Magic Mill

The Magic Mill is a multi-purpose personal fabrication tool that will let people bring their fab lab with them, and explores new ways of interacting with fab tools. It has its roots in a long lineage of tools built by myself and others as part of the MTM project, including most recently the PopFab made in collaboration with Nadya Peek. The Magic Mill is very compact owing to its unique mechanical architecture. The machine is built around a vertical aluminum plate, constructed using similar techniques to the CoreXY frame of the PopFab, that acts as both the X and Z axes. This places the drive motors stationary and at the bottom where their weight helps stabilize the machine, and makes it natural to have a handle at the top of the machine for easy transportation. The final axis of motion is achieved by propelling a removeable pallet using a rack and pinion. This solves a typical issue with many machines which is that it is difficult to install and remove the workpiece within the cramped quarters of a machine tool. Instead, the table of the machine is first removed and can then be readily accessed. This has the additional perk of placing the third motor also in a stationary position at the bottom of the machine. All of these motors being so closely located to each other and to the control board results in quite simple wiring without cables everywhere. One interesting fact is that all of the aluminum plates, which together comprise the structure of the machine, nest during fabrication. Thus the majority of the machine can be made from a single piece of aluminum 220mm x 235mm.
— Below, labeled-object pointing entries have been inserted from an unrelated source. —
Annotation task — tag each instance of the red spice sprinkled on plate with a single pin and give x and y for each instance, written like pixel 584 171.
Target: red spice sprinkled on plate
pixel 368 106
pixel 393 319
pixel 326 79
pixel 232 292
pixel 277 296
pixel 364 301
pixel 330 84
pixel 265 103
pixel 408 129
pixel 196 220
Although the name of the tool is 'Magic Mill', its control system has been designed as a 'virtual machine' that is easily configured to support a wide variety of toolheads such as an extruder for 3D printing, a drag knife for vinyl cutting, a pen for drawing, and of course a spindle for milling. There is a network port on the machine where these toolheads can be attached to the control system. The machine is controlled from task-specific browser-based interfaces. For example, I have made a milling web app that generates toolpaths in the cloud and talks locally to the machine from the browser. This gives everybody a familiar and OS-independent way of using their machines, and most importantly integrates the last step of the digital fabrication process with the web, opening the door to new ways of sharing designs and machine settings across the Fab Lab Network.